Mon Oct 27 00:45:10 PDT 2014

On Mon, Oct 20, 2014 at 07:03:43PM +0400, Pavel Emelyanov wrote:
> On 10/20/2014 09:43 AM, Andrew Vagin wrote:
> > On Fri, Oct 17, 2014 at 05:21:54PM +0400, Pavel Emelyanov wrote:
> >> On 10/15/2014 03:24 PM, Andrey Vagin wrote:
> >>> Here is a simple fault-injection engine. Each fault has uniq code.
> >>> One of this code can be set to the CRIU_FAULT environment variable.
> >>> On the next run this code will be triggered.
> >>> For each fault we need to have code which emulate a specified behaviour.
> >>>
> >>> This patch checks following cases:
> >>> * a parasite socket was closed unexpectedly
> >>> * How parasite handles unsupported command
> >>> * something failed when a parasite daemon is rinning.
> >>> * criu dies unexpectedly
> >>>
> >>> Fault-injection code is compiled only if make is executed with DEBUG=1.
> >>>
> >>> The following command can be used to check all existing fault cases:
> >>> make -C test fault-injection
> >>
> >> We have a systemtap-based fault injection. Why is this version better?
> > 
> > It's much simpler.
> > It tests more cases.
> 
> Questionable. With systemtap we could fail at any point of criu,
> with this -- only where your code is placed.

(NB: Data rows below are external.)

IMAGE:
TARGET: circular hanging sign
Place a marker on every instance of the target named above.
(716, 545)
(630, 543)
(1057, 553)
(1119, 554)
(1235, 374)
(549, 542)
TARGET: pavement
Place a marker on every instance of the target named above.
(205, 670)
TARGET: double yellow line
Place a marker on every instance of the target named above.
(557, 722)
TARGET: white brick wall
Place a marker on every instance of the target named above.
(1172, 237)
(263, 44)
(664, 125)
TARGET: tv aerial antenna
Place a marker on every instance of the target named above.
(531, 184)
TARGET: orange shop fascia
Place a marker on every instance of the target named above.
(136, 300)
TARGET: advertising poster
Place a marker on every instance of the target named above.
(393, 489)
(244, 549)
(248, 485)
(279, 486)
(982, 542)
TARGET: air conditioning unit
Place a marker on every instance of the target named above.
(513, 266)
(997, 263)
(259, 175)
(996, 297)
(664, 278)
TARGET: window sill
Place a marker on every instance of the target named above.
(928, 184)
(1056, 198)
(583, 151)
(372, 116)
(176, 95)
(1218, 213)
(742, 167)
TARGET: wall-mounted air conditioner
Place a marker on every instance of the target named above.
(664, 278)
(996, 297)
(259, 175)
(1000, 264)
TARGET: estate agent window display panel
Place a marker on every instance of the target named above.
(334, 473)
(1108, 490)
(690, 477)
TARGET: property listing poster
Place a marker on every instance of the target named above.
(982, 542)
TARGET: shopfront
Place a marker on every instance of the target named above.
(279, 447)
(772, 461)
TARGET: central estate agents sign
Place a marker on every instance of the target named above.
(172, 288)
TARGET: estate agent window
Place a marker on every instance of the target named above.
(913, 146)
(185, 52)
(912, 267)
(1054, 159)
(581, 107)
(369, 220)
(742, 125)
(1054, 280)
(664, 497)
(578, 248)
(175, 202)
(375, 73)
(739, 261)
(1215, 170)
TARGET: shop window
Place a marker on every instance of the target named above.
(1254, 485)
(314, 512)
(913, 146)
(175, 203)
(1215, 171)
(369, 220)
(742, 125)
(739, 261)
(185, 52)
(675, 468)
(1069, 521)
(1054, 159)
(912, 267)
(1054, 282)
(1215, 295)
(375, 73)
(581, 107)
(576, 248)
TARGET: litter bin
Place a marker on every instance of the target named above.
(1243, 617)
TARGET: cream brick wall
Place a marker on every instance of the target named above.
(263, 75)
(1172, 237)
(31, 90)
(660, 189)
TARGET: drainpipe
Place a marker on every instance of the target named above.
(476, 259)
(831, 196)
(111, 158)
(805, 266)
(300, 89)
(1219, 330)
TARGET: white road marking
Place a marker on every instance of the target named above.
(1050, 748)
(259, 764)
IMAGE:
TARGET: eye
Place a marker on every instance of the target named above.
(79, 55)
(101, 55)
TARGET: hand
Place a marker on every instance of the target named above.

With systemtap we can't fail at any point. For example systemtap doesn't
allow to return from a function at a specified place with a specified
code.

> 
> > Systemtap requires kernel-debug and loading kernel modules.
> > The systemtap version failed sometimes. I don't remember a reason, but
> > it isn't about criu.
> 
> I see. I'm not extremely happy with 1 explicit failure point. Can we
> come up with some more generic failure-injection rather than a single
> arbitrary chosen point? CRIU can crash at any place (in theory).

We can. And it's another test. We need to take into account many things
to write it. This technique is called "fuzz testing".

Here is a regression test, which does specified checks. The difference
between these tests are similar with the difference between maps007 and
other mapsXX tests.

This patch doesn't check only a crash case. It checks error paths and a
wrong parasite command. We can add hooks to check other paths. And this
test works very fast and its failures are easy to investigate.

It's always good to have both types of tests.